Scribe all the questions on a flipchart so that colleagues can see them.
Ensure that their questions are focused on the intended learning impact, not what the teacher is ‘going to do’. This is the common language that can be used to explore teaching and learning.
Don’t give colleagues these questions – use their words. However, ensure that this range of content is covered by their wording.
- What is the assessed starting point for the lesson plan?
- How do you know this assessment is current and relevant?
- How much progress in their learning are you expecting in the lesson?
- How challenging is the lesson likely to be to the class / certain groups?
- Which groups might make most progress?
- Which groups might struggle and in what way?
- What contribution do you want the support staff make to the pupils’ learning?
- Where might you need to adapt the plan during the lesson?
- How much risk is there in the planned lesson?
Even using all these questions the conversation is only likely to last about 10 to 15 minutes
What happens if, during the conversation, I can see potential problems occurring in the forthcoming lesson?
Solve the problem together before it arises in the lesson.
Help your colleague see them as well – ask a question about the issue, e.g. what will you do if the more able pupils achieve these outcomes early in the lesson? Alternatively, raise the issue and make suggestions for your colleague to consider, e.g. If you ability group the pupils for this writing activity the lower attainers won’t be able to benefit from the vocabulary of the others. If you use mixed ability groups you might get a better result for all pupils.

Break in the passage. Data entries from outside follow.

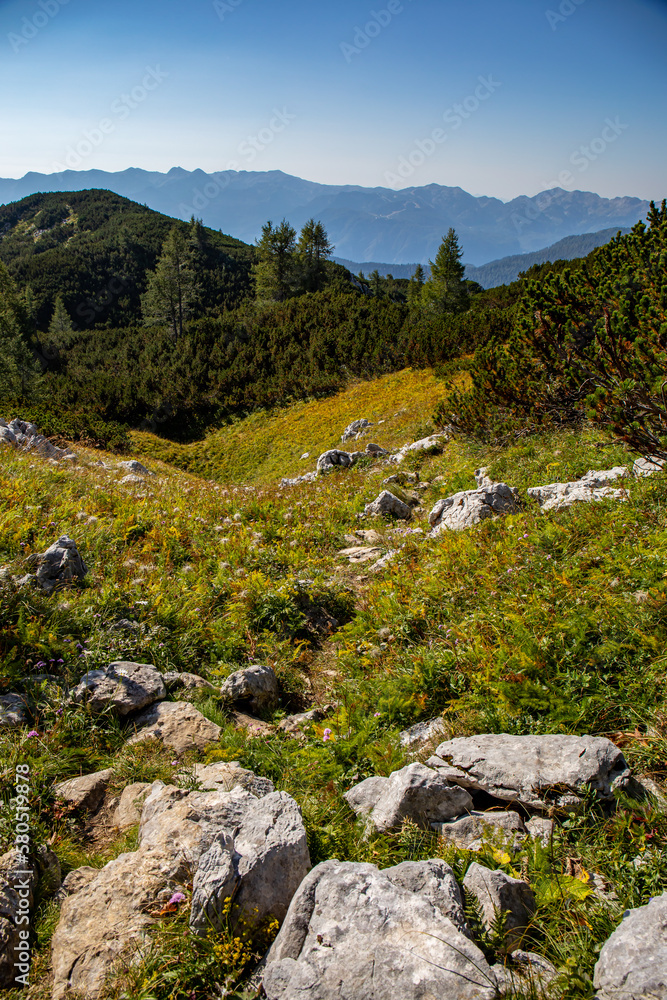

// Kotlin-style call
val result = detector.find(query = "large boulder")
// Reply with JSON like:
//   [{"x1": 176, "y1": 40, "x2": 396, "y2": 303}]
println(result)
[
  {"x1": 317, "y1": 448, "x2": 354, "y2": 475},
  {"x1": 364, "y1": 490, "x2": 412, "y2": 521},
  {"x1": 220, "y1": 663, "x2": 280, "y2": 715},
  {"x1": 428, "y1": 483, "x2": 519, "y2": 537},
  {"x1": 340, "y1": 417, "x2": 373, "y2": 444},
  {"x1": 52, "y1": 781, "x2": 310, "y2": 1000},
  {"x1": 344, "y1": 763, "x2": 472, "y2": 832},
  {"x1": 526, "y1": 465, "x2": 628, "y2": 511},
  {"x1": 0, "y1": 850, "x2": 36, "y2": 990},
  {"x1": 31, "y1": 535, "x2": 88, "y2": 594},
  {"x1": 463, "y1": 862, "x2": 535, "y2": 951},
  {"x1": 593, "y1": 892, "x2": 667, "y2": 1000},
  {"x1": 53, "y1": 767, "x2": 114, "y2": 812},
  {"x1": 128, "y1": 701, "x2": 222, "y2": 754},
  {"x1": 427, "y1": 733, "x2": 630, "y2": 812},
  {"x1": 263, "y1": 861, "x2": 496, "y2": 1000},
  {"x1": 72, "y1": 660, "x2": 167, "y2": 716}
]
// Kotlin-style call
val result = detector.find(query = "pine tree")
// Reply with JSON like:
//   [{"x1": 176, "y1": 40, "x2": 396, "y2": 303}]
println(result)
[
  {"x1": 423, "y1": 229, "x2": 469, "y2": 313},
  {"x1": 141, "y1": 226, "x2": 197, "y2": 340},
  {"x1": 254, "y1": 219, "x2": 296, "y2": 302},
  {"x1": 0, "y1": 263, "x2": 42, "y2": 402},
  {"x1": 49, "y1": 293, "x2": 73, "y2": 344},
  {"x1": 296, "y1": 219, "x2": 335, "y2": 292},
  {"x1": 408, "y1": 264, "x2": 426, "y2": 309}
]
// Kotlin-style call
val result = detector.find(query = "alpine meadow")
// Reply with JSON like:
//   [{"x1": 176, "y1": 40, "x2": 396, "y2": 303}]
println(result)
[{"x1": 0, "y1": 0, "x2": 667, "y2": 1000}]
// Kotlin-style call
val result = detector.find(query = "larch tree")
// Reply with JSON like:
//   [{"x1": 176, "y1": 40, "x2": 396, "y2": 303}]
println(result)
[
  {"x1": 422, "y1": 229, "x2": 469, "y2": 313},
  {"x1": 254, "y1": 219, "x2": 296, "y2": 302}
]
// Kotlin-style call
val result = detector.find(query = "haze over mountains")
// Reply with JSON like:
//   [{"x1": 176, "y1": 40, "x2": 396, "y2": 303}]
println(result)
[{"x1": 0, "y1": 167, "x2": 648, "y2": 277}]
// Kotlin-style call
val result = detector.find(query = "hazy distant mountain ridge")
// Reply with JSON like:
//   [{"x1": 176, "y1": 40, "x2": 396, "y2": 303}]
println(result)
[
  {"x1": 335, "y1": 228, "x2": 630, "y2": 288},
  {"x1": 0, "y1": 167, "x2": 648, "y2": 266}
]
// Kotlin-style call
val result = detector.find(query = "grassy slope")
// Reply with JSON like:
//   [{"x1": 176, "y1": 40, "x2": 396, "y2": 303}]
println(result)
[
  {"x1": 0, "y1": 372, "x2": 667, "y2": 1000},
  {"x1": 131, "y1": 369, "x2": 464, "y2": 483}
]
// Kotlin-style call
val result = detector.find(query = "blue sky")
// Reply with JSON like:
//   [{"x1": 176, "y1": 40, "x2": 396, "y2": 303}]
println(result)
[{"x1": 0, "y1": 0, "x2": 667, "y2": 200}]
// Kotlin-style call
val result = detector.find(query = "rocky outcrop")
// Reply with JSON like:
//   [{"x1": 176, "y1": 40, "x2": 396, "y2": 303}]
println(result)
[
  {"x1": 113, "y1": 781, "x2": 151, "y2": 830},
  {"x1": 526, "y1": 465, "x2": 628, "y2": 511},
  {"x1": 428, "y1": 483, "x2": 519, "y2": 537},
  {"x1": 340, "y1": 417, "x2": 373, "y2": 444},
  {"x1": 128, "y1": 701, "x2": 222, "y2": 754},
  {"x1": 72, "y1": 660, "x2": 167, "y2": 716},
  {"x1": 431, "y1": 810, "x2": 527, "y2": 850},
  {"x1": 263, "y1": 861, "x2": 496, "y2": 1000},
  {"x1": 220, "y1": 663, "x2": 280, "y2": 715},
  {"x1": 344, "y1": 764, "x2": 472, "y2": 833},
  {"x1": 463, "y1": 862, "x2": 535, "y2": 951},
  {"x1": 593, "y1": 892, "x2": 667, "y2": 1000},
  {"x1": 427, "y1": 733, "x2": 630, "y2": 811},
  {"x1": 0, "y1": 419, "x2": 76, "y2": 462},
  {"x1": 53, "y1": 767, "x2": 114, "y2": 812},
  {"x1": 0, "y1": 692, "x2": 28, "y2": 729},
  {"x1": 0, "y1": 850, "x2": 36, "y2": 989},
  {"x1": 364, "y1": 490, "x2": 412, "y2": 521},
  {"x1": 317, "y1": 448, "x2": 354, "y2": 475},
  {"x1": 52, "y1": 781, "x2": 310, "y2": 1000}
]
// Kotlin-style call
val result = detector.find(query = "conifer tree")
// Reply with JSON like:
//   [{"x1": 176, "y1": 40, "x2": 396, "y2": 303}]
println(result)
[
  {"x1": 296, "y1": 219, "x2": 335, "y2": 292},
  {"x1": 49, "y1": 293, "x2": 73, "y2": 343},
  {"x1": 422, "y1": 229, "x2": 469, "y2": 313},
  {"x1": 0, "y1": 263, "x2": 41, "y2": 402},
  {"x1": 254, "y1": 219, "x2": 296, "y2": 302},
  {"x1": 141, "y1": 226, "x2": 197, "y2": 340}
]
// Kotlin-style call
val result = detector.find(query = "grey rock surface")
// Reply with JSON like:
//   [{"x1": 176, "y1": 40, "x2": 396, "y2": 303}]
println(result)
[
  {"x1": 0, "y1": 850, "x2": 36, "y2": 989},
  {"x1": 35, "y1": 535, "x2": 88, "y2": 594},
  {"x1": 72, "y1": 660, "x2": 167, "y2": 716},
  {"x1": 427, "y1": 733, "x2": 629, "y2": 811},
  {"x1": 364, "y1": 490, "x2": 412, "y2": 521},
  {"x1": 52, "y1": 781, "x2": 310, "y2": 1000},
  {"x1": 632, "y1": 455, "x2": 665, "y2": 478},
  {"x1": 382, "y1": 858, "x2": 469, "y2": 936},
  {"x1": 220, "y1": 663, "x2": 280, "y2": 714},
  {"x1": 128, "y1": 701, "x2": 222, "y2": 754},
  {"x1": 345, "y1": 763, "x2": 472, "y2": 832},
  {"x1": 463, "y1": 861, "x2": 535, "y2": 951},
  {"x1": 340, "y1": 417, "x2": 373, "y2": 444},
  {"x1": 53, "y1": 767, "x2": 114, "y2": 812},
  {"x1": 431, "y1": 811, "x2": 526, "y2": 848},
  {"x1": 263, "y1": 861, "x2": 496, "y2": 1000},
  {"x1": 428, "y1": 483, "x2": 519, "y2": 537},
  {"x1": 593, "y1": 892, "x2": 667, "y2": 1000}
]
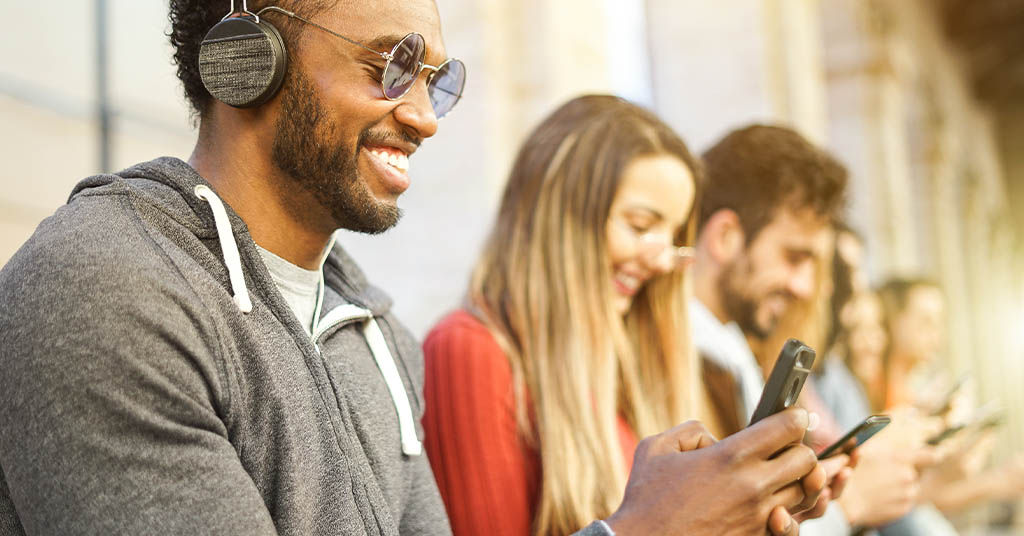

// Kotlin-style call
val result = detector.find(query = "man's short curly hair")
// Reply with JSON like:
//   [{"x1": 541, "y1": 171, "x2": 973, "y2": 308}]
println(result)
[
  {"x1": 168, "y1": 0, "x2": 334, "y2": 117},
  {"x1": 698, "y1": 125, "x2": 847, "y2": 243}
]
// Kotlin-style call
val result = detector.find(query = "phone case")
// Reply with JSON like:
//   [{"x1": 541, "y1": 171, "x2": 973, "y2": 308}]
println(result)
[{"x1": 751, "y1": 339, "x2": 814, "y2": 424}]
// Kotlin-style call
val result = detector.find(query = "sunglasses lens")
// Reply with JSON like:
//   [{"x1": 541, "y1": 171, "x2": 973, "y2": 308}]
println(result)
[
  {"x1": 383, "y1": 34, "x2": 426, "y2": 99},
  {"x1": 427, "y1": 59, "x2": 466, "y2": 119}
]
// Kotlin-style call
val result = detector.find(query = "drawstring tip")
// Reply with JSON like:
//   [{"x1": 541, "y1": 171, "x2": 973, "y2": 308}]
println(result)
[
  {"x1": 234, "y1": 294, "x2": 253, "y2": 315},
  {"x1": 401, "y1": 438, "x2": 423, "y2": 456}
]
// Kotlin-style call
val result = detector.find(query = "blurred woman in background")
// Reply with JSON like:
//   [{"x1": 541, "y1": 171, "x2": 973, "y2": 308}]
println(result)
[{"x1": 423, "y1": 95, "x2": 825, "y2": 535}]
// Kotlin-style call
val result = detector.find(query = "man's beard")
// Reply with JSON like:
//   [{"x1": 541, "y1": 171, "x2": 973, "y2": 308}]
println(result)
[
  {"x1": 718, "y1": 259, "x2": 778, "y2": 340},
  {"x1": 271, "y1": 69, "x2": 401, "y2": 235}
]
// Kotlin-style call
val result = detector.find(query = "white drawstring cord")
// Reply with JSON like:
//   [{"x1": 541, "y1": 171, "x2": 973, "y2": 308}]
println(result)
[
  {"x1": 193, "y1": 184, "x2": 253, "y2": 313},
  {"x1": 194, "y1": 184, "x2": 415, "y2": 456},
  {"x1": 362, "y1": 317, "x2": 423, "y2": 456},
  {"x1": 312, "y1": 303, "x2": 423, "y2": 456}
]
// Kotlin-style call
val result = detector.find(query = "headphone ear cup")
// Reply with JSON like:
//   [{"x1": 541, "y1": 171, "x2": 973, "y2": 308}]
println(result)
[{"x1": 199, "y1": 16, "x2": 288, "y2": 108}]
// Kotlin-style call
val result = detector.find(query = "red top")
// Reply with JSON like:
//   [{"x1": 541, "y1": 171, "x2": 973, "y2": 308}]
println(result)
[{"x1": 423, "y1": 311, "x2": 637, "y2": 535}]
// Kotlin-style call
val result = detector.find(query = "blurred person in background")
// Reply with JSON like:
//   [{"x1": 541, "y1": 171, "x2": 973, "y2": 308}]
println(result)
[
  {"x1": 812, "y1": 232, "x2": 955, "y2": 536},
  {"x1": 0, "y1": 0, "x2": 465, "y2": 535},
  {"x1": 690, "y1": 126, "x2": 923, "y2": 534},
  {"x1": 879, "y1": 278, "x2": 952, "y2": 409},
  {"x1": 862, "y1": 278, "x2": 1024, "y2": 522},
  {"x1": 423, "y1": 95, "x2": 826, "y2": 535}
]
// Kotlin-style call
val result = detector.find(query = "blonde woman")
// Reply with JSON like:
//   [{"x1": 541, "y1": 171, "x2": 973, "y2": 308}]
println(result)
[{"x1": 423, "y1": 96, "x2": 824, "y2": 535}]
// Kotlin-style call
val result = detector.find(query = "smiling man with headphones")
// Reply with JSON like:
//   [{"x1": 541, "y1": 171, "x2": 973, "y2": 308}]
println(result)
[
  {"x1": 0, "y1": 0, "x2": 825, "y2": 536},
  {"x1": 0, "y1": 0, "x2": 465, "y2": 535}
]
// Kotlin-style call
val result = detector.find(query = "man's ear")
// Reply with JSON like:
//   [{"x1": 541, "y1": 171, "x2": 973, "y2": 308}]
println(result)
[{"x1": 701, "y1": 212, "x2": 746, "y2": 264}]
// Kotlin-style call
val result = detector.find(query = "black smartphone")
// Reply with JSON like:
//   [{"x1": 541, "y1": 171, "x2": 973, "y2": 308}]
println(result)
[
  {"x1": 751, "y1": 339, "x2": 814, "y2": 424},
  {"x1": 818, "y1": 415, "x2": 892, "y2": 460}
]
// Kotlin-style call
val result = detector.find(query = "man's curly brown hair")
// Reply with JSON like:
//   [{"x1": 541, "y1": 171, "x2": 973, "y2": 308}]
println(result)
[
  {"x1": 698, "y1": 125, "x2": 847, "y2": 244},
  {"x1": 168, "y1": 0, "x2": 335, "y2": 117}
]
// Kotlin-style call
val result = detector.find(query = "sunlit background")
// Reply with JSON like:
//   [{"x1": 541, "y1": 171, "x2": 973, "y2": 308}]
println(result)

By the time you’ve held this conversation you may find that you don’t need to observe the lesson at all – simply follow up with another conversation after the lesson to look at the work together and find out how it went.
What makes this better than a conventional observation?
By generating the common language together teachers will grow more confident talking about their teaching and its impact on learning – they know what you are going to ask them.
In asking the questions you understand their thinking at a far greater depth than simply looking at planning. You can explore likely challenges and successes – and if you do observe the lesson you know what to look for. It also changes the nature of the ‘feedback’ afterwards, which becomes a continuation of the conversation that you’ve already started together.
Give it a go and ask teachers how they find the process. You may be surprised at how much they welcome the opportunity to explain themselves and their practice.